Florence Barely Moving, and That's Bad News

Storm moving at 3mph, which means hours and hours of rain for the Carolinas
By Newser Editors and Wire Services
Posted Sep 14, 2018 11:53 AM CDT
Dozens Rescued From North Carolina Hotel
Emmett Marshall, 4, wades in floodwaters in the Larchmont area of Norfolk, Va.   (AP Photo/Alex Brandon)

Hurricane Florence lumbered ashore in North Carolina with howling 90mph winds and terrifying storm surge Friday, splintering buildings and trapping hundreds of people in high water as it settled in for what could be a long and extraordinarily destructive drenching, per the AP. More than 60 people had to be pulled from a collapsing cinderblock motel at the height of the storm in Jacksonville, North Carolina, near Camp Lejeune. Firefighters and police fought wind and rain as they went door-to-door to pull people out of the Triangle Motor Inn after the structure began to crumble and the roof started to collapse. Hundreds more had to be rescued elsewhere from rising waters. Ominously, forecasters said the onslaught on the coast of North and South Carolina would last for hours because the hurricane had come almost to a dead stop at just 3mph as of midday.

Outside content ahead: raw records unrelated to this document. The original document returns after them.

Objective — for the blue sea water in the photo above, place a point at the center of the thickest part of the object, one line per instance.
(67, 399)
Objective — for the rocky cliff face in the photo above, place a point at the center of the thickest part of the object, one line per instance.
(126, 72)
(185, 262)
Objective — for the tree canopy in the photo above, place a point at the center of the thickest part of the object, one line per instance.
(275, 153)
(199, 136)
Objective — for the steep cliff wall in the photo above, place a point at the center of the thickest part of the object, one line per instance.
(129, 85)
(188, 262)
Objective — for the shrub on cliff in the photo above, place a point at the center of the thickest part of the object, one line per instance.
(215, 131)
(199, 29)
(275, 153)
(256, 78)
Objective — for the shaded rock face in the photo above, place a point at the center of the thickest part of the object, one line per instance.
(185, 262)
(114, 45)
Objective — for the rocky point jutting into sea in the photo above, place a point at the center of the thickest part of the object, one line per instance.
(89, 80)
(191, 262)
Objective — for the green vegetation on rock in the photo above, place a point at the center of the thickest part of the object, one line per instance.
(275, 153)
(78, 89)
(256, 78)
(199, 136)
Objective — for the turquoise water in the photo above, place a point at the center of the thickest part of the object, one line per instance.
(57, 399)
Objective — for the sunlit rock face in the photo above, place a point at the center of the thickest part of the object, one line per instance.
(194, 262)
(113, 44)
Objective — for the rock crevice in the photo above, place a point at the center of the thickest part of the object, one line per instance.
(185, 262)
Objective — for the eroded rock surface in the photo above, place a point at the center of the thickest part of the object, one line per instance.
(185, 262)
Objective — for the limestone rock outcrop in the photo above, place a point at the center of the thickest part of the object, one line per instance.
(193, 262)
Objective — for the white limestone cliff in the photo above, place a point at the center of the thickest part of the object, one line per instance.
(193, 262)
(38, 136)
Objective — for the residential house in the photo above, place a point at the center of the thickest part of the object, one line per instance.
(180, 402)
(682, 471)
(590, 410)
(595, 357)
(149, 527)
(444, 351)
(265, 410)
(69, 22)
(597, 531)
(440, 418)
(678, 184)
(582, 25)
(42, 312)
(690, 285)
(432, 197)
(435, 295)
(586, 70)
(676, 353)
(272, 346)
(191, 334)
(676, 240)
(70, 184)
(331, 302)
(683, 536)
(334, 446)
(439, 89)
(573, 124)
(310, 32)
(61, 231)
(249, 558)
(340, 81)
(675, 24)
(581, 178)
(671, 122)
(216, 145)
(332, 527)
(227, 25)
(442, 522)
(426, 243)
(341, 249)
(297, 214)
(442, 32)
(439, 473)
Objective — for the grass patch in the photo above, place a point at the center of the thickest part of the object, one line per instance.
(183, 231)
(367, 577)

North Carolina Gov. Roy Cooper said the hurricane was "wreaking havoc" on the coast and could wipe out entire communities as it makes its "violent grind across our state for days." He called the rain an event that comes along only once every 1,000 years. "Hurricane Florence is powerful, slow and relentless," he said. "It's an uninvited brute who doesn't want to leave." There were no immediate reports of any deaths. Florence made landfall as a Category 1 hurricane at 7:15am at Wrightsville Beach, a few miles east of Wilmington, not far from the South Carolina line. The area is expected to get about as much rain in three days as hurricanes Dennis and Floyd dropped in two weeks in 1999. About 9,700 National Guard troops and civilians were deployed with high-water vehicles, helicopters, and boats that could be used to pluck people from the floodwaters.